Ethel Merman: Queen of the American Musical Stage

Painted portrait of Ethel Memran, holding rifle over shoulder
Ethel Merman / Rosemarie Sloat, 1971 /
Oil and acrylic on canvas / National Portrait Gallery,
Smithsonian Institution; gift of Ethel Merman

In this blog post, Amy Henderson, a historian at the National Portrait Gallery, discusses Ethel Merman, and her 1971 portrait by artist Rosemarie Sloat.  The portrait is currently on view at NPG, in the "Bravo!" exhibition, on the museum’s third floor mezzanine.

It was one of the most riveting moments of my life—the day I strolled into my office and found myself face-to-face with Ethel Merman. The Queen of the American Musical Stage was not there to visit me, needless to say, but to pay homage to the larger-than-life portrait that hung on my wall. The portrait was enormous, more than seven feet high, and depicted La Merman outfitted in fringe and toting a gun for one of her best-known roles, as Annie Oakley in Annie Get Your Gun. Dressed this day in a subdued suit and with her hair swirled into a light brown cloud, Merman stood enraptured by the painting.

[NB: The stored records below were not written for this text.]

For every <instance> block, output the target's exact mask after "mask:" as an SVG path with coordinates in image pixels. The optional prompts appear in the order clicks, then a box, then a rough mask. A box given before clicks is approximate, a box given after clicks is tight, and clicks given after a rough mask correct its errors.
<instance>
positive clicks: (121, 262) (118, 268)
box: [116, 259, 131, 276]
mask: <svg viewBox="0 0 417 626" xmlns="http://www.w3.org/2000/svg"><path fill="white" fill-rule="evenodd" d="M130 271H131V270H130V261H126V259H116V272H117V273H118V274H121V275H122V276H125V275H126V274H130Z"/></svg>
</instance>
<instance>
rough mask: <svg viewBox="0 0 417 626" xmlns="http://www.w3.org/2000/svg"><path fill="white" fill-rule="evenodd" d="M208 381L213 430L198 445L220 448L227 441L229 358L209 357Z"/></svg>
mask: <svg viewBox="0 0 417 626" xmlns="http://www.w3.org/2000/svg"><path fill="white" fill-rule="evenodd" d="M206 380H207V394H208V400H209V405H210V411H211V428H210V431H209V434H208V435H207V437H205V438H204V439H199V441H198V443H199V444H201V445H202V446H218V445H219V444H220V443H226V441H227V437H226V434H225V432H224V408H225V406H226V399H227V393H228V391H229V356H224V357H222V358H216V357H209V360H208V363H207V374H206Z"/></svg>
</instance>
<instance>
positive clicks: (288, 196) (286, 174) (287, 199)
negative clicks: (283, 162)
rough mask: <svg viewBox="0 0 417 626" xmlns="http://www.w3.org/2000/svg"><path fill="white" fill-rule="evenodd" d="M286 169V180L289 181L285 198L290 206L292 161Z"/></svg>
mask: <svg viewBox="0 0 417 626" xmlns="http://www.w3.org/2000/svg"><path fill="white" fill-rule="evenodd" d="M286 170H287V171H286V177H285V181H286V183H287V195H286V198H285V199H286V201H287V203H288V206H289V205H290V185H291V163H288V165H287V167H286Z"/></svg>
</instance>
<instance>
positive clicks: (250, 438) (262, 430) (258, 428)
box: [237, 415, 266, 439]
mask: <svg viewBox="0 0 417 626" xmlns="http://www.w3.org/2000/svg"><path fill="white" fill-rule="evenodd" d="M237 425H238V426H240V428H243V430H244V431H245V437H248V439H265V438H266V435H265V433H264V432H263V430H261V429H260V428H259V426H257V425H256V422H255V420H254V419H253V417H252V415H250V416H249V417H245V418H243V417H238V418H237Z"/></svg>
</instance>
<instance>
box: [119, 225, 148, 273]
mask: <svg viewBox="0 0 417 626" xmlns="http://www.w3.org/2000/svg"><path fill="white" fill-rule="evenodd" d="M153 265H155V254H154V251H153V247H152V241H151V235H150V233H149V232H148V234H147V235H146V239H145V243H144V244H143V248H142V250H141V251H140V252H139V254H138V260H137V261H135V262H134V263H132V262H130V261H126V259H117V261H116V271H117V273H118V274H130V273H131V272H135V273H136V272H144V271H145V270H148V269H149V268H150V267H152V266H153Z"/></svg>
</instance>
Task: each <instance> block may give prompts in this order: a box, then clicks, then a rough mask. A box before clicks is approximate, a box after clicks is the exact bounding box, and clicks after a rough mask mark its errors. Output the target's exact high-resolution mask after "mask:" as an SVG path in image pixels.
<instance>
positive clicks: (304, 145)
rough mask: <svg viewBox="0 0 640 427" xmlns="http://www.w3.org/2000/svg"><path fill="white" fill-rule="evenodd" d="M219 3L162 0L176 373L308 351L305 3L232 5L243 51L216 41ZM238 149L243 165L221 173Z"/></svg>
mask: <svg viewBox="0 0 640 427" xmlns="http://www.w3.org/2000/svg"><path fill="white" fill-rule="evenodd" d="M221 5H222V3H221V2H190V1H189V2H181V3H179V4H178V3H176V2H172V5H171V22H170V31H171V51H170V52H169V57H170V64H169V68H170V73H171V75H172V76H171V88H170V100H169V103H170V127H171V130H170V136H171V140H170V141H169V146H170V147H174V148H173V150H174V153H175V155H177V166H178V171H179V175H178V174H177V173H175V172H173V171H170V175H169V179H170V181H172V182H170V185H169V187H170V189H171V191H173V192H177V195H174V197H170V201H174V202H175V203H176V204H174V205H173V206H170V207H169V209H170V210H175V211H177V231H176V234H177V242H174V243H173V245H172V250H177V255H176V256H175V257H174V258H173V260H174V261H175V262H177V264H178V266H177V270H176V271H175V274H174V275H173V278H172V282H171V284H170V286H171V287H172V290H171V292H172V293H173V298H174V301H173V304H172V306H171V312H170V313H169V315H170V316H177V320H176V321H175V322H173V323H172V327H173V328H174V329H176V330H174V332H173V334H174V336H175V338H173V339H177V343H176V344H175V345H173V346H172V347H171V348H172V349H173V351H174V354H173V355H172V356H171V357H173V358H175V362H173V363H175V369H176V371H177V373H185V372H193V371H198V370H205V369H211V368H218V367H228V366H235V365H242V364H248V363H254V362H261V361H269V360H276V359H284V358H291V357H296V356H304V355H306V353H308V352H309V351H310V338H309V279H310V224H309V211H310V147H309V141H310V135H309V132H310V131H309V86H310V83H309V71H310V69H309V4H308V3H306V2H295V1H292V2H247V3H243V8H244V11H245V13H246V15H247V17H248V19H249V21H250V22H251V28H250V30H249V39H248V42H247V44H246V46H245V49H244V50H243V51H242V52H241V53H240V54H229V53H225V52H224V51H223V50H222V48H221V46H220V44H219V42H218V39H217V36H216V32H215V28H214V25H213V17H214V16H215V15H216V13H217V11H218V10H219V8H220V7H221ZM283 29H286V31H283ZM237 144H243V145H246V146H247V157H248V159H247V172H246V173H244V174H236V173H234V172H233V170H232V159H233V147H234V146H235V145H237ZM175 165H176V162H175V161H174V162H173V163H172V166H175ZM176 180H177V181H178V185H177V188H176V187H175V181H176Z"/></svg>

There were tears in her eyes when she turned to me as I tiptoed into the room, trying not to interrupt—well, actually, I was trying not to jump up and down and scream “Wow!! You’re Ethel Merman!!!” Her voice was soft as she said, “I love this picture.” But it was definitely The Voice.

It was the same voice that had catapulted her to overnight stardom in the Gershwins’ 1930 Broadway musical, Girl Crazy. When she sang “I Got Rhythm” on opening night, she stopped the show: “I held a high C note for sixteen bars while the orchestra played the melodic line—a big, tooty thing—against the note. By the time I’d held that note for four bars the audience was applauding. . . .” They kept applauding, and she did several encores. “When I finished that song,” she recalled, “a star had been born. Me.”

Her vibrant personality and clarion voice reverberated through Broadway’s greatest years, and America’s leading composers adored her. Cole Porter once said, “I’d rather write songs for Ethel Merman than anyone else in the world,” and songwriters from the Gershwins to Stephen Sondheim and Jule Styne agreed. Merman thought it was because she was always true to the lyrics—“I sing honest. Loud, but honest.”

Irving Berlin’s Annie Get Your Gun was a defining role for her, providing the anthem that became her signature song, “There’s No Business Like Show Business.” Opening at the Imperial Theatre on May 16, 1946, Annie Get Your Gun ran for 1,147 performances. Twenty years after Annie’s premiere, Merman starred in a highly successful revival at Lincoln Center. She became so closely identified with the role that when her portrait was painted for a 1971 Gallery exhibition, “Portraits of the American Stage,” she chose to be depicted as Annie Oakley.

Artist Rosemarie Sloat was selected to paint her, and she began by sketching Merman in her dressing room at the St. James Theatre after a matinee performance of Hello, Dolly! Sloat reported that she was extremely cooperative—“She’s a warm, wonderful woman and she talks constantly.”

For the portrait, Sloat used her palette knife to layer stars, spangles, and fringe with hills and valleys of paint. And to create the filigreed curtains and embroidery effect for the Annie costume, she squeezed swirls and gobs of acrylic directly from tube onto canvas. The three-dimensional metallic texture showcases the brassy Merman stage personality—so much so that Merman suggested the portrait be used as the cover illustration for the Annie Get Your Gun cast recording.

Indeed, Ethel Merman was so fond of this portrait that when she heard that a search was on for a donor, she bought it herself and presented it to the National Portrait Gallery. It is the only life portrait of Ethel Merman ever done.